Data04 Fevereiro 2009
Órgãohttp://vlex.com/desc1/1541_01,Supremo Tribunal Administrativo (Portugal)

Acordam na Secção do Contencioso Administrativo do Supremo Tribunal Administrativo 1. RELATÓRIO 1.1. O Sindicato dos Magistrados do Ministério Público, com sede no Palácio da Justiça, Rua Marquês de Fronteira. 1098-001, Lisboa, intenta, contra o Conselho Superior do Ministério Público, acção administrativa especial de declaração de ilegalidade das disposições normativas, contidas nos pontos 1. e 2. da deliberação de 22 de Fevereiro de 2006 do Conselho Superior do Ministério Público, relativas à organização dos turnos e às férias pessoais dos Magistrados do Ministério Público, no período das férias judiciais.

Alega, em síntese, que: (i) a Lei nº 42/2005, de 29 de Agosto é formal e materialmente inconstitucional, respectivamente, por inobservância do direito de participação das comissões de trabalhadores e das associações sindicais e por incongruência ou irracionalidade internas, implicando uma violação do princípio da proporcionalidade, em sentido estrito, na medida em que este comporta um sub-princípio de racionalidade; (ii) assim, as disposições normativas contidas na deliberação impugnada, enquanto assumem como pressuposto uma lei inconstitucional são inválidas, assim devendo ser declaradas, procedendo-se à sua desaplicação concreta; (iii) e padecem de vícios próprios que igualmente a invalidam, a saber: - quanto aos pontos 1. e 2., a deliberação foi praticada por autor relativamente incompetente, devendo, em consequência, ser declarada ilegal e desaplicada; - a deliberação impugnada é inválida por pretender aprovar disposições normativas integrativas do sistema de férias dos magistrados do Ministério Público tal como constantes do respectivo estatuto na redacção da Lei nº 42/2005, de 29 de Agosto; - as normas em causa violam a lei por incompreensão da organização legal do sistema de férias judiciais, diluindo a distinção entre processos urgentes e não urgentes, sendo que o ponto 1. não respeita a organização do trabalho por turnos durante as férias judiciais, afectando qualquer magistrado do Ministério Público à realização de trabalho urgente; - no que diz respeito às substituições de magistrados do Ministério Público escalados para os turnos viola um sem número de disposições legais, maxime os art. 58º/4/1/h), 63º/4, 64º/3, 65º/2, 67º, 68º e 105º-A do Estatuto do Ministério Público, o nº 5 do artigo 37º do Regulamento da Lei de Organização e Funcionamento dos Tribunais Judiciais e o art. 2º/1/b) do DL nº 167/94, de 15 de Junho.
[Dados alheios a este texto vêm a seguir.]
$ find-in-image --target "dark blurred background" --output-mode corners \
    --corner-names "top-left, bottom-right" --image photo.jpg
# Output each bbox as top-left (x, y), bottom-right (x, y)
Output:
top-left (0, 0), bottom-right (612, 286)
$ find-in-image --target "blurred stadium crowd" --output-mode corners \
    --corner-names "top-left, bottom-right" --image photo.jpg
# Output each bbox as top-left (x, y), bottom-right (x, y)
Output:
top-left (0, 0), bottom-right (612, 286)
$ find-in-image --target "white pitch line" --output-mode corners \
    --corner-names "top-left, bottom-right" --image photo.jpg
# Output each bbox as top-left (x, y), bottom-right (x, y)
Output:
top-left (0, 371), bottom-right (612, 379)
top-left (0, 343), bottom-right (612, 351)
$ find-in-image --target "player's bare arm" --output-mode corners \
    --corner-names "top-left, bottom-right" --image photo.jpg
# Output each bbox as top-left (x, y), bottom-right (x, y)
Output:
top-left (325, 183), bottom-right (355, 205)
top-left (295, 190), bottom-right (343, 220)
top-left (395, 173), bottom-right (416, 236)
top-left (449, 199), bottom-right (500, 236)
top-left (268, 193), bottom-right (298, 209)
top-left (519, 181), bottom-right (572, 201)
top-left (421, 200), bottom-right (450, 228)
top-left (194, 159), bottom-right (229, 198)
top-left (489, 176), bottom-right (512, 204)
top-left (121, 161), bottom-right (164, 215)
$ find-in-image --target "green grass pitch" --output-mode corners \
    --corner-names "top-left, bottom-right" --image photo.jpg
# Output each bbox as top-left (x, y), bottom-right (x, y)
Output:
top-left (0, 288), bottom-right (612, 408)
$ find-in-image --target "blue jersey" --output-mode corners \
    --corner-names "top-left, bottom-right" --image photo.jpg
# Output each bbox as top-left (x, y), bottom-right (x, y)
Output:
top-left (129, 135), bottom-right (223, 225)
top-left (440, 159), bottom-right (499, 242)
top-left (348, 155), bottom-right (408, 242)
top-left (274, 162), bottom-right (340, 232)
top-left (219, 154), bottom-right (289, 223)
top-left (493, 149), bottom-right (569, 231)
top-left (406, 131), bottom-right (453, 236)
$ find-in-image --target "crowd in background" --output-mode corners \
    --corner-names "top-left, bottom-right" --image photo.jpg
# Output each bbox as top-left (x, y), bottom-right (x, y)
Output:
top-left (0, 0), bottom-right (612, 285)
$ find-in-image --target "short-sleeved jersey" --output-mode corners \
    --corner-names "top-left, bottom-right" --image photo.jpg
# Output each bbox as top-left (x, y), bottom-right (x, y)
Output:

Razões pelas quais formula o seguinte pedido: "Devem as disposições normativas correspondentes aos pontos 1 e 2 da deliberação do Conselho Superior do Ministério Público, de 22 de Fevereiro de 2006, sobre a organização das férias judiciais, a organização dos turnos e as férias pessoais dos magistrados do Ministério Público ser declaradas ilegais, e determinada a sua desaplicação concreta" 1.2. Na contestação, a fls. 181-200, o Conselho Superior do Ministério Público, pugnou, primeiro, pela absolvição da instância, por ilegitimidade do autor e, segundo, pela improcedência da acção, dada a legalidade das normas impugnadas.

1.3. Foi lavrado despacho saneador e, por se ter considerado que não havia razões que obstassem ao prosseguimento da acção, foram as partes notificadas para alegações.

Cumpre decidir 2. FUNDAMENTAÇÃO 2.1. OS FACTOS Com interesse para a decisão consideram-se assentes os seguintes factos: a) A consulta pública da Proposta de Lei nº 23/X, que deu origem à Lei nº 42/2005, de 29 de Agosto, decorreu no período de 8 a 27 de Julho de 2005 (Publicação na Separata do DAR nº 23/X/1ª, de 8 de Julho de 2005; b) No referido período pronunciaram-se, por escrito, sobre a identificada Proposta de Lei as seguintes entidades: um cidadão oficial de justiça, em 25 de Julho de 2005; A Federação Nacional dos Sindicatos da Função Pública, em 25 de Julho de 2005; o Conselho Superior dos Tribunais Administrativos e Fiscais, em 21 de Julho de 2005; o Conselho Superior da Magistratura, em 21 de Julho de 2005 e o Conselho Superior do Ministério Público, em 19 de Julho de 2005; c) No mesmo período, a Comissão de Assuntos Constitucionais, Direitos e Liberdades e Garantias, da Assembleia da República procedeu ainda às audições das seguintes entidades: Conselho Superior da Magistratura, no dia 19 de Julho de 2005; Conselho Superior dos Tribunais Administrativos e Fiscais, no dia 19 de Julho de 2005; Ordem dos Advogados, no dia 20 de Julho de 2005; Câmara dos Solicitadores, no dia 21 de Julho de 2005; Associação Sindical dos Juízes Portugueses, no dia 26 de Julho de 2005; Sindicato dos Magistrados do Ministério Público, no dia 26 de Julho de 2005; Sindicato dos Funcionários Judiciais, no dia 26 de Julho de 2005.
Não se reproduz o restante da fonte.